How you connect to Hive depends on a number of factors: the location of Hive inside or outside the cluster, the HiveServer deployment, the type of transport, transport-layer security, and authentication. HiveServer is the server interface that enables remote clients to execute queries against Hive and retrieve the results using a JDBC or ODBC connection. The ODBC driver from Simba and the Apache Hive JDBC driver is available for download as described in the next topic.
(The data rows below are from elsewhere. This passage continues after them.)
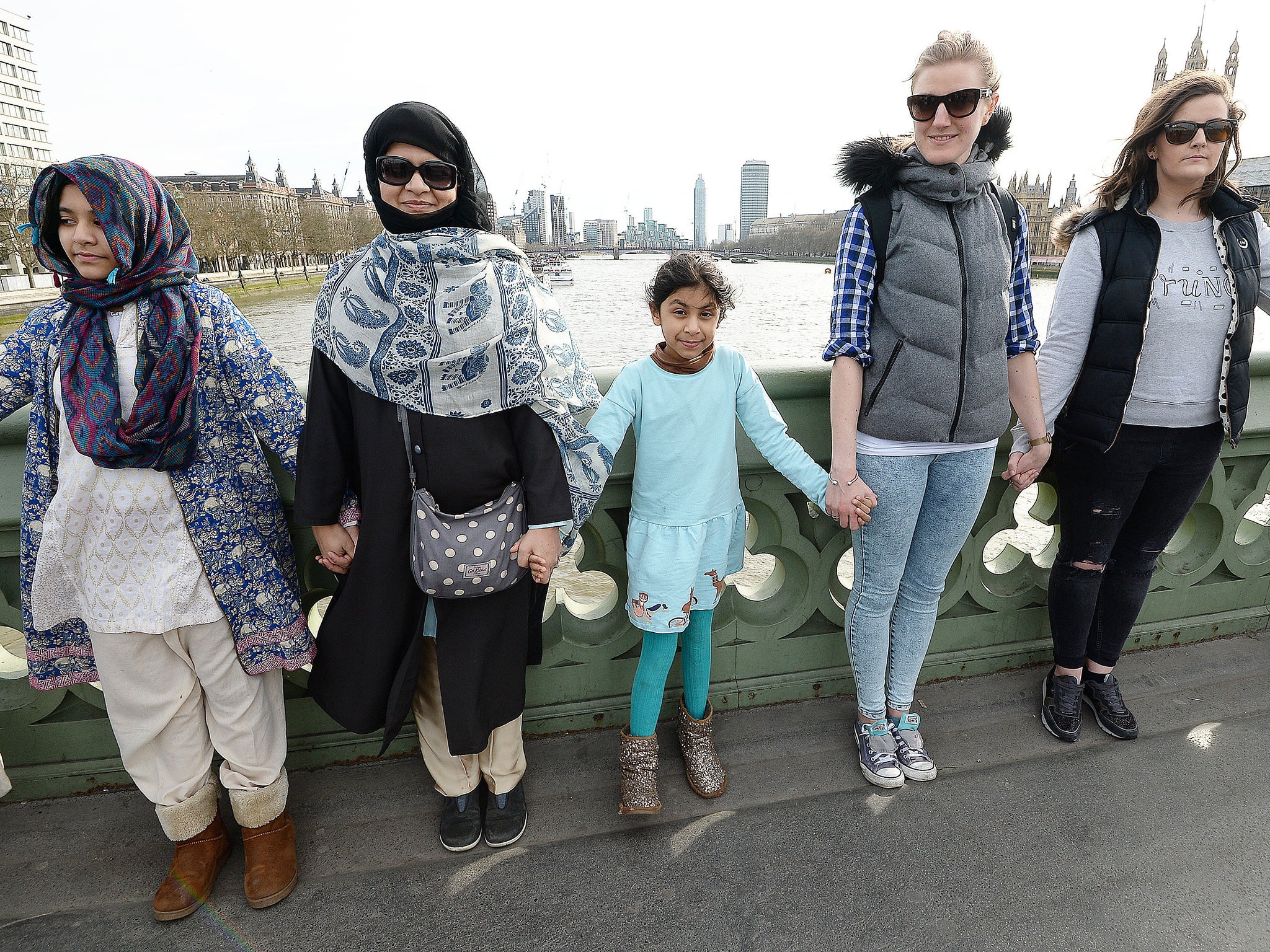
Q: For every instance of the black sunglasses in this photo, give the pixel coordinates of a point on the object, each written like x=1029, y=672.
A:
x=959, y=104
x=395, y=170
x=1179, y=134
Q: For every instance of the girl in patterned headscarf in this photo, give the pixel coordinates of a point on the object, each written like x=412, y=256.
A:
x=443, y=320
x=155, y=555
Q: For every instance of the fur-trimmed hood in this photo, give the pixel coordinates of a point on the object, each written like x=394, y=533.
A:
x=1065, y=226
x=874, y=163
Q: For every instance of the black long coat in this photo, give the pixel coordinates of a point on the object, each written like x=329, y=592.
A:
x=368, y=646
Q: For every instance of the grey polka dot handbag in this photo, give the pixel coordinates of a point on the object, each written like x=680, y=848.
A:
x=466, y=555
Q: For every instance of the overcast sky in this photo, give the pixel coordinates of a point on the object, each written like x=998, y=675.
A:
x=615, y=104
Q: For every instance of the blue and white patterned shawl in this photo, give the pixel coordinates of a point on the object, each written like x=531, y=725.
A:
x=453, y=323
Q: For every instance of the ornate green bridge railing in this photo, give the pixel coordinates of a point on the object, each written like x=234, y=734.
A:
x=776, y=638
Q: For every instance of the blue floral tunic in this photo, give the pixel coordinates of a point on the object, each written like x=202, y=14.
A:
x=228, y=494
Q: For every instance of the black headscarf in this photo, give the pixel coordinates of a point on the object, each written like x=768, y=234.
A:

HDP installs the Apache Hive JDBC driver on one of the edge nodes in your cluster.
  • You chose a Hive authorization model.
  • You configured authenticated users for querying Hive through JDBC or ODBC driver by setting value of the hive.server2.enable.doAs configuration property in the hive.site.xml file.
  1. Locate the Apache Hive JDBC driver or download the Simba ODBC driver.
  2. Depending on the type of driver you obtain, proceed as follows:
    • If you use the Simba ODBC driver, follow instructions on the ODBC driver download site, and skip the rest of the steps in this procedure.
    • If you use a Apache Hive JDBC driver, specify the basic JDBC connection string as described in the following steps.
  3. In Ambari, select Services > Hive .
  4. In Summary, copy the JDBC URL for HiveServer: Click the clipboard icon.
  5. Send the JDBC connection string to the BI tool, such as Tableau.